Screen Shot 2022-05-19 at 5.08.23 PM.png — Figure 9.5: DNA polymerases require a template strand and use deoxynucleotide triphosphate precursors (upper illustration) to catalyze the replication of new DNA in the 5′ to 3’ direction, shown here extending the new DNA by one nucleotide (lower illustration).

178 DNA Polymerases & Their Activities

Although DNA polymerases replicate DNA with high fidelity and make as few errors as one per \(10^7\) nucleotides, mistakes do occur. The proofreading ability of some DNA polymerases corrects many of these mistakes. The polymerase can sense a mismatched base pair, slow down, and then catalyze repeated hydrolyses of nucleotides until it reaches the mismatched base pair. Figure 9.6 illustrates this basic proofreading by a DNA polymerase.

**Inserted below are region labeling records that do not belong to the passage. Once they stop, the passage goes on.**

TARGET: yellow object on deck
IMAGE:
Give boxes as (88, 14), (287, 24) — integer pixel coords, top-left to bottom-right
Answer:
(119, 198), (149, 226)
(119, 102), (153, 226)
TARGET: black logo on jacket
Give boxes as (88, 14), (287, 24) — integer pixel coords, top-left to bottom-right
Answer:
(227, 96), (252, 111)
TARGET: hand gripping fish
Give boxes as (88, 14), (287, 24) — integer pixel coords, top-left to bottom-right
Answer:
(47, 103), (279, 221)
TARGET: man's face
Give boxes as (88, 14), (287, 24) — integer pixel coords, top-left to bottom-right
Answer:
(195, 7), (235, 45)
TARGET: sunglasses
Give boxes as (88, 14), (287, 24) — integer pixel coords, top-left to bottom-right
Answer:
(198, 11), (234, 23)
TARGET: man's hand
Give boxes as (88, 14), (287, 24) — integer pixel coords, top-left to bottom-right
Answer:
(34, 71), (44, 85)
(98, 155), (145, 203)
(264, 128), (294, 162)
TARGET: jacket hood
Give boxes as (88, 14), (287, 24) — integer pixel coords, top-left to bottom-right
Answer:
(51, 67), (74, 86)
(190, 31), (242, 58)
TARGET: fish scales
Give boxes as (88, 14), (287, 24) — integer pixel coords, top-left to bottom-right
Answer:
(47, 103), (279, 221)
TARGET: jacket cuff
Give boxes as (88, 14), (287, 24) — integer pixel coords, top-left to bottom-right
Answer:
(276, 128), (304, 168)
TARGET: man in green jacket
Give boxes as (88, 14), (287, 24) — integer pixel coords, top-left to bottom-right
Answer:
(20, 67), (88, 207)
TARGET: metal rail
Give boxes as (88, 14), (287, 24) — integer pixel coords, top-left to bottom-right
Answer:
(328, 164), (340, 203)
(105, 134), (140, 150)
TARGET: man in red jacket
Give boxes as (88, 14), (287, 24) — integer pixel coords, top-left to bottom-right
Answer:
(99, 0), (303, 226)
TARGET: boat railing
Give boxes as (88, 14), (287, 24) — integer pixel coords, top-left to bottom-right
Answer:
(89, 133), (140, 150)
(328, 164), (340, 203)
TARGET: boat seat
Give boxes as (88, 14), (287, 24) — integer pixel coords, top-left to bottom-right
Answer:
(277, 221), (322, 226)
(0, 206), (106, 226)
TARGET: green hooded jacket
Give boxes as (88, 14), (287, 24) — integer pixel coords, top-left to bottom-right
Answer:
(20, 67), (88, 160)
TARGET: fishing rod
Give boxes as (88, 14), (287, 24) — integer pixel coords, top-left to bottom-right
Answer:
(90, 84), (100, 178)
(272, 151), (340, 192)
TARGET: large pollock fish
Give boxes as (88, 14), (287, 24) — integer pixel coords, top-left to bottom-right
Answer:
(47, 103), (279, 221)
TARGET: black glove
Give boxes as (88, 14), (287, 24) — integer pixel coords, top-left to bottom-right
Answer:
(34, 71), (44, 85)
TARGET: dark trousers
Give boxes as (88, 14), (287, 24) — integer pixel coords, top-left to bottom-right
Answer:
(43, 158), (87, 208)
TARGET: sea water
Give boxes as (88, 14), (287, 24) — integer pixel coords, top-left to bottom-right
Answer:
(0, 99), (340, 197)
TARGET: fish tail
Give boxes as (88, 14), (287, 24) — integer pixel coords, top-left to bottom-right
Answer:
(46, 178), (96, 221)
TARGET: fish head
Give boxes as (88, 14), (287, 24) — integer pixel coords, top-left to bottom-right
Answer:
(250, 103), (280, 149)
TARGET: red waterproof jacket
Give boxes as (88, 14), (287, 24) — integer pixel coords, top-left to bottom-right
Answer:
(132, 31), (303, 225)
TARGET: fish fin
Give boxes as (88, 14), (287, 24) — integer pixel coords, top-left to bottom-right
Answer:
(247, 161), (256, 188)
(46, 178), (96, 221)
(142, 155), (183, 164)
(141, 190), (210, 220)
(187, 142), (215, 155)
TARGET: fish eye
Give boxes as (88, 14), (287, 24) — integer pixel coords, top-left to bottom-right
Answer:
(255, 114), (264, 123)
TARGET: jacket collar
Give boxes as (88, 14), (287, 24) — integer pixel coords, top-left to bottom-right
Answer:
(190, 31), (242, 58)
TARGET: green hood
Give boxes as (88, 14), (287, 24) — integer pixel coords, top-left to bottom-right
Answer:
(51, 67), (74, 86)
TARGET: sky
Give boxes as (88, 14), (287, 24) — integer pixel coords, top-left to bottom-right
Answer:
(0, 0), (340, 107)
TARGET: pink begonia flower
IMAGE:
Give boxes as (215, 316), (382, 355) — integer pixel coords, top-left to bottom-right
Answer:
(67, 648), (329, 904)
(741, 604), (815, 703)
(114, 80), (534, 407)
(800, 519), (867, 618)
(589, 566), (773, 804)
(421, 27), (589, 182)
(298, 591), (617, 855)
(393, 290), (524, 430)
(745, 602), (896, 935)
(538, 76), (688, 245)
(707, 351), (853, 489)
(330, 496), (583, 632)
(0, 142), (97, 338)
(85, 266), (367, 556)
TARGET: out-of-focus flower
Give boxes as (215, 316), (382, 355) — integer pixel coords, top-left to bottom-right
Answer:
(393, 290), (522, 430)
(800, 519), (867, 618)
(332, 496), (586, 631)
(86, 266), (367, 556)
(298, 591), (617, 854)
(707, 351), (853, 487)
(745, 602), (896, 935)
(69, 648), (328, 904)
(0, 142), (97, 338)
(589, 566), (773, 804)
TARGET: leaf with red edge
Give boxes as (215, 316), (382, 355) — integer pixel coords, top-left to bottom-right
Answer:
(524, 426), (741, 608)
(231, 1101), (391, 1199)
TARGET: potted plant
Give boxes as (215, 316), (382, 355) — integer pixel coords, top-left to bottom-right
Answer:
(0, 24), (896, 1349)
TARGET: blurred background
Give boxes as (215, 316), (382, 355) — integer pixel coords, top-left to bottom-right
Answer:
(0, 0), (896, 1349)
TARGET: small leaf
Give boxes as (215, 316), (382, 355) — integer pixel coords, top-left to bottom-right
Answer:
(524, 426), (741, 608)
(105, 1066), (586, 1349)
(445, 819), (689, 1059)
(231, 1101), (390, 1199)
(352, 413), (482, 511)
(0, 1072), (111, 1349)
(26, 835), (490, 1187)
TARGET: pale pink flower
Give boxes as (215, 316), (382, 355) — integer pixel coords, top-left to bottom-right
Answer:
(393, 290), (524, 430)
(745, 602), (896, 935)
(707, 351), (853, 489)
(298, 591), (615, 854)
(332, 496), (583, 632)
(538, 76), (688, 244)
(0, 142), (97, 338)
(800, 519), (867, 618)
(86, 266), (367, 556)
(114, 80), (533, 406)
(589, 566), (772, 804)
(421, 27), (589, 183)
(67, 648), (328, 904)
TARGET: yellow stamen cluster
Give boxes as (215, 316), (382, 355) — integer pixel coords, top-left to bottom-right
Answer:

Screen Shot 2022-05-19 at 5.10.53 PM.png — Figure 9.6: If during replication, a wrong nucleotide is inserted in a growing DNA (upper illustration), some DNA polymerases will detect and proofread the incorrect nucleotide and replace it with the correct one (middle illustration). Replication will then resume (lower illustration.

After mismatch repair, the DNA polymerase resumes its forward movement at replication forks. Of course, not all mistakes are caught by this or other repair mechanisms (see section 9.5, “DNA Repair”). While mutations in eukaryotic germline cells that escape correction can cause genetic diseases, most of these replication errors are the very mutations that fuel evolution. Without mutations in germline cells (i.e., egg and sperm cells), there would be no mutations and no evolution, and without evolution, life itself would have reached a quick dead end! On the other hand, replication mistakes can generate mutations in somatic cells. If these somatic mutations escape correction, they can have serious consequences, including the generation of tumors and cancers.

CHALLENGE

In classical genetic terms, any mutation in a gene that produces an inactive enzyme would be recessive. In old-fashioned Mendelian genetic terms, what would the genotype and phenotype be of the progeny of a cross between a male and a female that are both heterozygous for the gene for this enzyme?